Case ID: sw2d_316/html/0844-01.html
Source: Caselaw Access Project
Author: {"author": "PER CURIAM.", "license": "Public Domain", "url": "https://static.case.law/"}
Date Created: 2024-08-24T03:29:51.129683

Erwin TACKETT, Appellant, v. Joseph W. WOODHEAD, Agent of the Heirs of George Lonaker, Deceased, et al., Appellees.
    Court of Appeals of Kentucky.
    Oct. 10, 1958.
    H. B. Best, Falmouth, for appellant.
    W. Marvin Davis, Falmouth, for appel-lees.
   PER CURIAM.

This is a motion for an appeal from a judgment entitling appellees to recover from appellant, Erwin Tackett, the sum of $1,025, plus 6% interest from February 14, 1955, together with the costs. This sum represents the loss sustained by appellees when appellant refused to accept a deed to real estate he had bid in at a public sale and it was necessary to resell the property. Appellant declined to close the deal because he contended the title was defective in that a lien of $815 existed against the property in favor of the Department of Welfare to secure old age assistance payments. This lien was not of record at the time appellant bid on the land.

The testimony of appellee, Joseph W. Woodhead, the administrator of the estate of the decedent-owner of the land and also the attorney in fact for the heirs of the decedent in the sale of the land, and also the person who auctioned off the land, was that he was charged by law as administrator to pay all the debts of the decedent and that he intended to settle the claim of the Department of Welfare out of the proceeds of the sale.

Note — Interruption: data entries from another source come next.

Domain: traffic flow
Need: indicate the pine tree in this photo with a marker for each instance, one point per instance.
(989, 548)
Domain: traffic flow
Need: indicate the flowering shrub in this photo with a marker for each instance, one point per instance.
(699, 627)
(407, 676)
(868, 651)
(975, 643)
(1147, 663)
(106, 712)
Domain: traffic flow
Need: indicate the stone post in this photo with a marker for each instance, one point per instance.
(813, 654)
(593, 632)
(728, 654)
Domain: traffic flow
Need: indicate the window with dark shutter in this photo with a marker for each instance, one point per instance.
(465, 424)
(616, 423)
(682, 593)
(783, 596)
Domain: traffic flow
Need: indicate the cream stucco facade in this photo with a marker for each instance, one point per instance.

The jury held, under proper instructions, that appellant was legally bound to accept a deed to the land and that his refusal to do so subjected him to the damages claimed by appellees and embraced in their verdict. In this connection the jury found under an instruction which would give appellee, Woodhead, a reasonable time to clear the title to the property, since time was not of the essence of the contract in controversy.

We believe this action was correctly adjudicated in the lower court.

Wherefore, the motion for an appeal is overruled and the judgment is affirmed.